The Force Is Strong With These IC Students

By Jessica Troskosky, May 30, 2019
A “Star Wars”-inspired senior project encourages students and educators to embrace the experience of learning.
Three men and one woman sitting at a table

Lauren Suna ’20, Avery Herzog ’18, Garrett Chin ’18 and associate professor Edward Schneider at BB-8 prop replica panel discussion at the 2019 “Star Wars” Celebration in Chicago.

(Photo provided)

When a small team of Ithaca College students set out to build a life-sized working replica of BB-8 from “Star Wars,” they weren’t sure they could do it. But they relied on the immortal words of Yoda: “Do, or do not. There is no try.”

Associate professor Edward Schneider knew if you take students’ interests and marry them with a creative learning environment, great things will happen.

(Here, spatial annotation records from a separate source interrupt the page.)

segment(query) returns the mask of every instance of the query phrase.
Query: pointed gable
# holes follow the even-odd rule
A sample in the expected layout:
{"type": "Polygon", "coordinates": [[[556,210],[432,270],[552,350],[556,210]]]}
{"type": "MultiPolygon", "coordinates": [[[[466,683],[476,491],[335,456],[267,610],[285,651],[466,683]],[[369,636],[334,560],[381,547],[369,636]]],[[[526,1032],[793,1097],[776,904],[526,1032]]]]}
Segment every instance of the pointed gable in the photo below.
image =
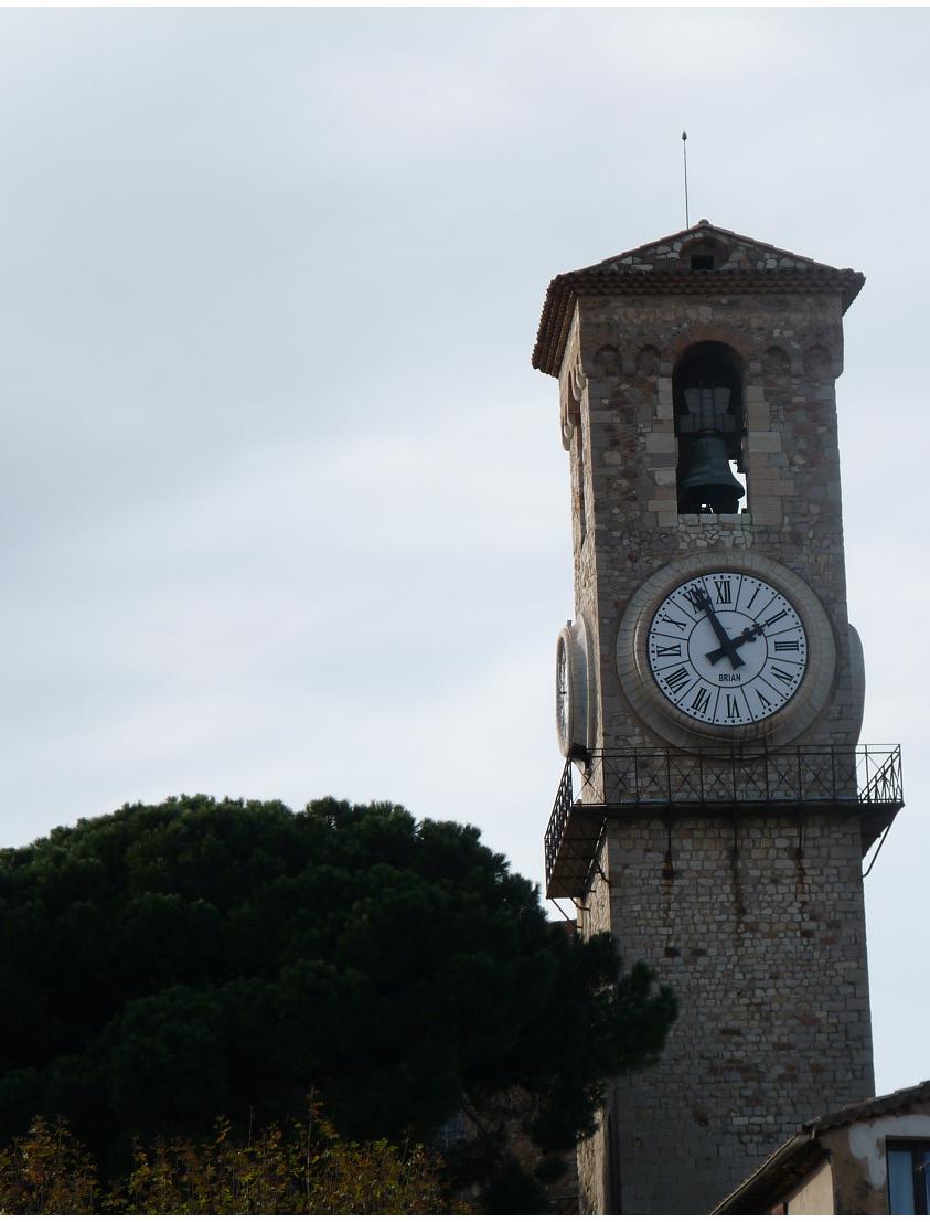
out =
{"type": "Polygon", "coordinates": [[[710,221],[701,220],[691,229],[647,242],[633,251],[624,251],[610,259],[596,263],[585,271],[640,271],[691,270],[693,252],[707,249],[715,255],[715,271],[803,271],[819,268],[821,271],[835,271],[825,263],[816,263],[793,251],[782,251],[777,246],[758,242],[753,237],[734,233],[720,229],[710,221]]]}
{"type": "Polygon", "coordinates": [[[699,220],[697,225],[624,251],[549,285],[533,348],[535,369],[558,376],[580,295],[712,297],[734,293],[840,293],[843,313],[865,277],[699,220]]]}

He had this in mind when he advised communication management and design student Garrett Chin ’18 on his senior project to construct an operational BB-8.  

The 18-month undertaking wasn’t only about building a prop replica of BB-8. The goal was to create one that was affordable and included instructions educators could use in a makerspace environment, a collaborative workspace inside a school or library.

“We wanted schools to know two things. One, that there is a lower barrier of entry for a robotics program. And two, that students are more excited by education connected to fandom,” said Lauren Suna ’20, the project team’s robotics consultant.

Chin secured $800 in funding through a James B. Pendleton Student Research and Production Grant and the Roy H. Park School of Communication’s Innovation Lab sponsorship. His next challenge was to identify a team with the right interests, experience and background to support the endeavor. The team led by Chin included Suna, Avery Herzog ’18 and Bennie Lemus ’18. Suna had robotics experience from high school. Herzog was a Park School animation student responsible for developing the BB-8 graphics. Lemus was a finance major who helped with budgeting and building the robot.

A man wearing VR goggles with a droid

Associate professor Edward Schneider works with the team’s BB-8 robot.

(Photo by Ash Williams ’19/Ithaca College)

With a team ready, it was time to design and build the robot. Chin turned to the BB-8 Builder’s Club, a forum that has thousands of ways to build a replica. Chin synthesized a dozen plans to create one plan that would fit in the budget and make sense for an educator to put into practice with students. Chin said, “We had to ‘Frankenstein’ the build, taking parts of designs from many different builds and mixing them together.”

In the Park School Innovation Lab, the team 3D printed, sanded and fit together roughly 100 parts. This was followed by picking out parts for the robotics, which included the body-rolling ball, head movement on top of the ball, and the head electronics.

Throughout the process the team tested the plans and robot build with Tompkins Cortland Community College and The Tompkins-Seneca-Tioga BOCES, which both have an interest in using the plans with students in the coming year.

A woman posing with two "Star Wars" droids

Lauren Suna ’20 poses with R2D2 and a scrubber droid at the “Star Wars” Celebration. (Photo provided) 

Chin’s senior project culminated in a panel discussion, “STEM Education Meets Droid Building,” at a “Star Wars” Celebration event in Chicago. Chin, Suna, Herzog and Schneider inspired an audience of more than 75 educational professionals with their development of the BB-8 prop replica.  

The Walt Disney Company invited the team to showcase the BB-8 prop replica and discuss their process and the implications for robot building in STEM education. Schneider moderated the panel with the students answering questions about how they designed and built the working BB-8 and how to implement something similar in educational environments.

My favorite part about the panel discussion was the diversity of attendees, who were all connected through a common interest in engineering and fandom,” said Suna.

Suna’s role on the panel was to talk about what was next for IC’s Park School makerspace, and she will take the lead from Chin to create a new project.

“Now that we’ve shown schools what they can accomplish with a limited budget and a 3D printer, it is time to turn our attention to how we use the BB-8 we created,” said Suna. “Human Robotic Interaction is a very exciting new field of study within informatics and we can now partake in that research. In addition, we can research connecting fandom with community service by bringing BB-8 to various events or places around Ithaca. The future direction is truly endless.”